The daily revenues of a cafe near the university are approximately normally distributed. The owner recently collected a random sample of 40 daily revenues and found a 90% confidence interval for the average daily revenues in his shop is (973.993, 1026.007). He is unsatisfied by the precision of this confidence interval, however, and wishes to reduce the margin of error by a factor of 2, while retaining the same level of confidence.

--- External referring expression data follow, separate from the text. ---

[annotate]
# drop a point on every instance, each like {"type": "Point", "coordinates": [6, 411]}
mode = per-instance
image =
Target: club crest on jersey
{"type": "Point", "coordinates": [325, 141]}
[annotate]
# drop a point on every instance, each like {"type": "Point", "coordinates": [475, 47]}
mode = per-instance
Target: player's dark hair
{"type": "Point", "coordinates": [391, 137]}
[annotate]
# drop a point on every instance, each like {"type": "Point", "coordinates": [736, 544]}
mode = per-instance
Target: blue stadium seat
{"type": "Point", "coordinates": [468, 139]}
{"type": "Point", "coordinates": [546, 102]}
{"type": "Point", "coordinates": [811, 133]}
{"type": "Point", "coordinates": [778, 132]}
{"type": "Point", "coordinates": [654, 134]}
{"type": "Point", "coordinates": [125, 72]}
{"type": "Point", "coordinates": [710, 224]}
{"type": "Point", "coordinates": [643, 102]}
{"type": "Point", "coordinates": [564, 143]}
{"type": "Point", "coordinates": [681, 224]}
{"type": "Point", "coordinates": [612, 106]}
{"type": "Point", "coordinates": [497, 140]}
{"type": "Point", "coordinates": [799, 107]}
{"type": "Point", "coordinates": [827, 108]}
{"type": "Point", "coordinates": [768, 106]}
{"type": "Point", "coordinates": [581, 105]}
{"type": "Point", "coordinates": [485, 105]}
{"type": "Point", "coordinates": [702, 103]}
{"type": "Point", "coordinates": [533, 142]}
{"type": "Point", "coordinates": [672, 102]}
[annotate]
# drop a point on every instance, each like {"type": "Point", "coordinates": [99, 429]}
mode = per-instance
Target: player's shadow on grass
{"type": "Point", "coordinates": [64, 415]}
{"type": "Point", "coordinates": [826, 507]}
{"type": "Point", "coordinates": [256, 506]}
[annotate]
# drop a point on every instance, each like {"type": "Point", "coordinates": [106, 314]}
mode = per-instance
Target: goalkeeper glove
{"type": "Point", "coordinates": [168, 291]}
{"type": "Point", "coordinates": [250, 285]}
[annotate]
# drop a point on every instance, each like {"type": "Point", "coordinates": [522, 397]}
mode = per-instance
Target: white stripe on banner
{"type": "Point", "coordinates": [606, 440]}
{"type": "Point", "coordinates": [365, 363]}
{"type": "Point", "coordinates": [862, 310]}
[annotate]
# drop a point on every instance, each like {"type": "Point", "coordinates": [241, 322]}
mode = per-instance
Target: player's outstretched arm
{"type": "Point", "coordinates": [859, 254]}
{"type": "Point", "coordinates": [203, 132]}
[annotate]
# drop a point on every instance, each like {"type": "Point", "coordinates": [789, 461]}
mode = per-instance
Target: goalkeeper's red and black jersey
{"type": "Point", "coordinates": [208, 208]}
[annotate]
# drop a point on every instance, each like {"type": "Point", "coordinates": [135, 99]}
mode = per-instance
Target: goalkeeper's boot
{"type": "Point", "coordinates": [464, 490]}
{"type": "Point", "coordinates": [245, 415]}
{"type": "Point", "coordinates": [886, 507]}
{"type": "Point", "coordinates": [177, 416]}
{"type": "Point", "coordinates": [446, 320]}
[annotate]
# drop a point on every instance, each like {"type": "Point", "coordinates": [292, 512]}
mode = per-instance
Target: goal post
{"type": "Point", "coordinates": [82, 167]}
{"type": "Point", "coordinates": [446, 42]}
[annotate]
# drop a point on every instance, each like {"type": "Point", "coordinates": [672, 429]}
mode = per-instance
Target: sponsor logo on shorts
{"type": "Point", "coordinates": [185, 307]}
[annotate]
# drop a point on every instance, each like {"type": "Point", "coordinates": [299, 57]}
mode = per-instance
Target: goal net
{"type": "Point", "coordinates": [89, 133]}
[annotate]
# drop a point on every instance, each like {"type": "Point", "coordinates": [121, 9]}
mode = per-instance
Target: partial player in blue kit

What sample size do you suggest he use to obtain the desired margin of error

Answer 1

Answer:

The sample size to obtain the desired margin of error is 160.

Step-by-step explanation:

The Margin of Error is given as

$MOE=z_{crit}\times\dfrac{\sigma}{\sqrt{n}}$

Rearranging this equation in terms of n gives

$n=\left[z_{crit}\times \dfrac{\sigma}{M}\right]^2$

Now the Margin of Error is reduced by 2 so the new M_2 is given as M/2 so the value of n_2 is calculated as

$n_2=\left[z_{crit}\times \dfrac{\sigma}{M_2}\right]^2\\n_2=\left[z_{crit}\times \dfrac{\sigma}{M/2}\right]^2\\n_2=\left[z_{crit}\times \dfrac{2\sigma}{M}\right]^2\\n_2=2^2\left[z_{crit}\times \dfrac{\sigma}{M}\right]^2\\n_2=4\left[z_{crit}\times \dfrac{\sigma}{M}\right]^2\\n_2=4n$

As n is given as 40 so the new sample size is given as

$n_2=4n\\n_2=4*40\\n_2=160$

So the sample size to obtain the desired margin of error is 160.